6/10
A Bit of Film Noir Action in the First Quarter-Hour Anyway!
8 October 2008
Warning: Spoilers
A 1931 movie with a title like The Lawyer's Secret would seem to promise film noir excitement, and that's certainly what it delivers before the first quarter-hour is up when not-so-innocent Richard Arlen finds himself charged with a murder he had nothing to do with. The real perpetrators are Francis McDonald and Charles "Buddy" Rogers. I'm not giving away any secrets here, because we actually see this pair "at work" in Arthur L. Todd's velvety black, low-key, immaculately noirish photography.
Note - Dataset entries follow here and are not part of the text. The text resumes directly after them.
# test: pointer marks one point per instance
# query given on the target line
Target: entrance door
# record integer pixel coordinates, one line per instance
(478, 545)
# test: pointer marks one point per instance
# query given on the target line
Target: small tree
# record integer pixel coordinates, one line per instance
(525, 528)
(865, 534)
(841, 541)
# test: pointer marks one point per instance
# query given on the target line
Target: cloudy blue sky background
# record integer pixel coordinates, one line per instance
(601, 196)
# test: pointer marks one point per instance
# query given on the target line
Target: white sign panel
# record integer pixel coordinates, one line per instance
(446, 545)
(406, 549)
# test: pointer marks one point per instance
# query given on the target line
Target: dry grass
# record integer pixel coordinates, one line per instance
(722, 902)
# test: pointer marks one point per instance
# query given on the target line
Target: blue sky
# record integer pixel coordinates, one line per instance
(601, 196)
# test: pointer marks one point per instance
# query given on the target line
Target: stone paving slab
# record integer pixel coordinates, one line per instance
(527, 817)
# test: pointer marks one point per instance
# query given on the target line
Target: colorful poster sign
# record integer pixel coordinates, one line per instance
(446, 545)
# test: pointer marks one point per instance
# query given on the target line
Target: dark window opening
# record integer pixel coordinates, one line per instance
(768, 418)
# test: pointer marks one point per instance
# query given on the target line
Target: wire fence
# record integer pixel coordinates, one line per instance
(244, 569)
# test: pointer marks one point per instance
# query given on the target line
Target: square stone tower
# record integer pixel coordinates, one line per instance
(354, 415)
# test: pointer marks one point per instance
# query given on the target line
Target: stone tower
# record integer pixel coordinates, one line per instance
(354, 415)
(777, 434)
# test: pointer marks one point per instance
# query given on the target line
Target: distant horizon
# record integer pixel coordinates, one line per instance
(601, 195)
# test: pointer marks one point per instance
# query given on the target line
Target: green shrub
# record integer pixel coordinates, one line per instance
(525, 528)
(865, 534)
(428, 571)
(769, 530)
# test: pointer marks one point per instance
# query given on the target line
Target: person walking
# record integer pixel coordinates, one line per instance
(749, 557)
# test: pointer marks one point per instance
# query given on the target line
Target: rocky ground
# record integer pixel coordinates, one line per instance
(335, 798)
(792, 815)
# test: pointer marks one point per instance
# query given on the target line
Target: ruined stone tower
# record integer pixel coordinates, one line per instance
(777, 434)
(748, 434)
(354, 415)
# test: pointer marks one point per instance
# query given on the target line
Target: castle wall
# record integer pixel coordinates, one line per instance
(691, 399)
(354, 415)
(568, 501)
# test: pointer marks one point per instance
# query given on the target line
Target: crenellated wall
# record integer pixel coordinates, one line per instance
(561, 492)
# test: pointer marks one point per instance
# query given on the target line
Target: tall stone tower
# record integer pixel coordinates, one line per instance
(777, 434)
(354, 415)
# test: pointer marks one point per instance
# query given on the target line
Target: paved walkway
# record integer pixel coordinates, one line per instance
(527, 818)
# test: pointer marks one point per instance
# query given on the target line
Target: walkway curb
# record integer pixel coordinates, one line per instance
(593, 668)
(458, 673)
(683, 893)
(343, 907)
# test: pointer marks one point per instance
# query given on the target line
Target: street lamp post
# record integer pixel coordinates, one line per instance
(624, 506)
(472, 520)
But after this typical noir episode which climaxes with a fair spurt of action in which Arlen steals a car, is arrested, is set free, and is then re-arrested, the movie takes a different turn altogether by suddenly raising the curtain on Act One and introducing the lawyer of the title in the person of stiff-as-a-board Clive Brook (or maybe he's just simply as bored as we are with the hokey plot and is not afraid to communicate his opinion of the script to the cinema audience. Interestingly the dialogue director who made no impression on Mr Brook was Max Marcin, who co-wrote the dialogue-bound script with Lloyd Corrigan). The lovely Fay Wray (beautifully gowned in a Travis Banton costume originally designed for another star, but modified here by Edith Head) struggles to rescue the movie from the dead lips of Mr Brook, and, assisted by Jean Arthur's perky girl-friend plus a couple of atmospheric penned-in-the-pen scenes with hero Arlen, almost succeeds.